The actions, you can imagine. Waves for the sea, lots of little trees made from fingers for the trees, arms creating a peak for the mountains, hands sweeping in a big arc above your head for the sky. Fingerprints are fun to make all over everything, and a great big self-hug to show God’s care … and then we get to the kids favorite part: jumping up and down with the hip-hip-hoorays!
I love that we can teach kids early that it’s okay to have fun in church. I think too often they are told to be quiet, to be still, to listen, to stop rustling … that this is a holy place, a serious place … and pretty soon, it feels like a place where a kid doesn’t get to be a kid. A place where being a kid isn’t welcome. A place where kids aren’t welcome. What every happened to the idea that God had fun? And there is an aspect of holiness that is sheer delight? Even the psalmist writes that God made the leviathan for the sport of it (Psalm 104:26). And we are encouraged by Paul in 2 Corinthians 9:6-7 to be cheerful givers.
The second song that I taught the kids this time around is also funny … but serious too. It’s called the Doughnut Song. The words are:
Life without Jesus is like a doughnut
like a doughnut, like a doughnut
Life without Jesus is like a doughnut
There’s a hole in the middle of your heart
It might be okay for awhile,
Then the truth will wipe away your smile
There’s something sad inside of me I can’t control
When I think about a doughnut hole!
I know there are more verses to this song … something about a soda without the bubbles and life being flat without Jesus. It’s a lot of fun.
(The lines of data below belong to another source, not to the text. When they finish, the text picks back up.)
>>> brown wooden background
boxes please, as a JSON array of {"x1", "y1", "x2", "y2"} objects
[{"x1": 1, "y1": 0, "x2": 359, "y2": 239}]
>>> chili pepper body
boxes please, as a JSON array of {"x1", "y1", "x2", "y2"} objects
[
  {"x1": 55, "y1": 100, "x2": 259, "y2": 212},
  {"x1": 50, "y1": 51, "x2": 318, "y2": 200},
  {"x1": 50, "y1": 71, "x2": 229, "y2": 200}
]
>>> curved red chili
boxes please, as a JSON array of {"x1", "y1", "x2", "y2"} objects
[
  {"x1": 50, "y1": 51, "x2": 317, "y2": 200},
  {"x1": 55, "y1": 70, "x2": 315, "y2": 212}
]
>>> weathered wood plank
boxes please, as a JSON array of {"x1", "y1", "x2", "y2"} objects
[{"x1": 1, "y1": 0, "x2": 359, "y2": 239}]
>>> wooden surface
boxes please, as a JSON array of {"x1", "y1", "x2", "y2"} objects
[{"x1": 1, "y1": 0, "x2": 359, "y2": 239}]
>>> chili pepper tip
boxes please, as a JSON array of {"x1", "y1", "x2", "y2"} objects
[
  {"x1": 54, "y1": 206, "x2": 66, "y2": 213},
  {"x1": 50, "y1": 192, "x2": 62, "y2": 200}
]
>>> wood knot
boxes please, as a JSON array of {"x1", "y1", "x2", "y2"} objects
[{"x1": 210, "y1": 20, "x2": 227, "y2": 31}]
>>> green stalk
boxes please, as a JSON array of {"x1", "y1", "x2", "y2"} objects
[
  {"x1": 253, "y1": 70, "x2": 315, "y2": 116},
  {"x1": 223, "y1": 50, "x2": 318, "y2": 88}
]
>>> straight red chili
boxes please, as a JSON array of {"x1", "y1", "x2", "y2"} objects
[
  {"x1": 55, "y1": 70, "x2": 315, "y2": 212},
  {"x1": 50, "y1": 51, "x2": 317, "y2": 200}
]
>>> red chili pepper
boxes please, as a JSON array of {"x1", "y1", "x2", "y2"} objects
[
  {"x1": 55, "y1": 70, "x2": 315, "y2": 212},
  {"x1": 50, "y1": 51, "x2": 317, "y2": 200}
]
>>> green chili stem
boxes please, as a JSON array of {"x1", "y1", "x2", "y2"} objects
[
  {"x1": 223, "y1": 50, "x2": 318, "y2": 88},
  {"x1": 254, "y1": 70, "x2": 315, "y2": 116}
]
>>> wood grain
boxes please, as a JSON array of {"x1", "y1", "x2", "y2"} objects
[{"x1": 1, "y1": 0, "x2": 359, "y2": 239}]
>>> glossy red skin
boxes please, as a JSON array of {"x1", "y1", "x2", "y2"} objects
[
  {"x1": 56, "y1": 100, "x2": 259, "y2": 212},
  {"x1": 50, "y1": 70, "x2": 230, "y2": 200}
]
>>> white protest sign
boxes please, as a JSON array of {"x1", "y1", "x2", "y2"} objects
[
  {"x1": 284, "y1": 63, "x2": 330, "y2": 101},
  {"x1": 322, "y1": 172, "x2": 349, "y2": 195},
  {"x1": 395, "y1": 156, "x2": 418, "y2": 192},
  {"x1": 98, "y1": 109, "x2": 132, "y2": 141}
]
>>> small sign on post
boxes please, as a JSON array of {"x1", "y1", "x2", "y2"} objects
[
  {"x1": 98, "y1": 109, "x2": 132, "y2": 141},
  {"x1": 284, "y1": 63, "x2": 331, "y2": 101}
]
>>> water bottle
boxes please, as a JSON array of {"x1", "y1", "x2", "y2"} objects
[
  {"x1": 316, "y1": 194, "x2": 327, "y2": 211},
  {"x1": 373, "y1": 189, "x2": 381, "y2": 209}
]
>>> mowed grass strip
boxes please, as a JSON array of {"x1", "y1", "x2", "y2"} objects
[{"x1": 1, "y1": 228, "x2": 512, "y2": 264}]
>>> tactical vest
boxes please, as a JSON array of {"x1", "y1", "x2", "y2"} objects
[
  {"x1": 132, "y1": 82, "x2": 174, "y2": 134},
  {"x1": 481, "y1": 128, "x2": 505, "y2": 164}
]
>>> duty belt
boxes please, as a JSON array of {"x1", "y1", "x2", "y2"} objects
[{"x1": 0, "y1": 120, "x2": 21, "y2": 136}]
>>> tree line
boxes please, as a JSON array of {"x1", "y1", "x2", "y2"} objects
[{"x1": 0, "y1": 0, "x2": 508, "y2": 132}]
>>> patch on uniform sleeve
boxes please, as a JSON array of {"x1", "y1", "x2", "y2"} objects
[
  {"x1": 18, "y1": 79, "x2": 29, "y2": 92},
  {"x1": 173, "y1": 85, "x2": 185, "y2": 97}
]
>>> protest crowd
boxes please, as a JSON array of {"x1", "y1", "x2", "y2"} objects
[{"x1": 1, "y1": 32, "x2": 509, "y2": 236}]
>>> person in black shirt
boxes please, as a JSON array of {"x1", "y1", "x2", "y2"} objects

I think it is critical to weave the silly and the serious together. I think it gives us a fuller view of the holy and life. It can teach us to laugh with tears. It can teach us hope in the midst of really hard things. It can teach us how to let the shadows and the light dance together in our lives.
When we learn this in a song, we learn it in a safe place. I think it’s something that we have to learn in hard places in life: at funerals for instance, when we find ourselves laughing at memories of a loved one as they lay in the casket in front of the room. And that is a place where it is so important to hold laughter and tears together. And if we don’t learn that it’s okay in a safe place, like a song, we will find it really hard and uncomfortable, even, when we need the two together to give us life.
There’s other places in our lives that I think God gives us laughter that blends with tears and anger in order to give us the strength, humility and life we need to keep going. Especially in places in need of justice. I think that’s why anywhere power is exercised, there are jesters, comedians, and jokers to make fun. And why dictators and people who desperately want to hang on to control hate humor so much. It allows us to see the clothes-less emperor. It allows us to sense the truth: that the powers and dominions of this world crumble in the face of a God who plays with sea creatures and delights in making hippos. A God who leave fingerprints (like a young creative child) everywhere. And a God who we can join in making all things new.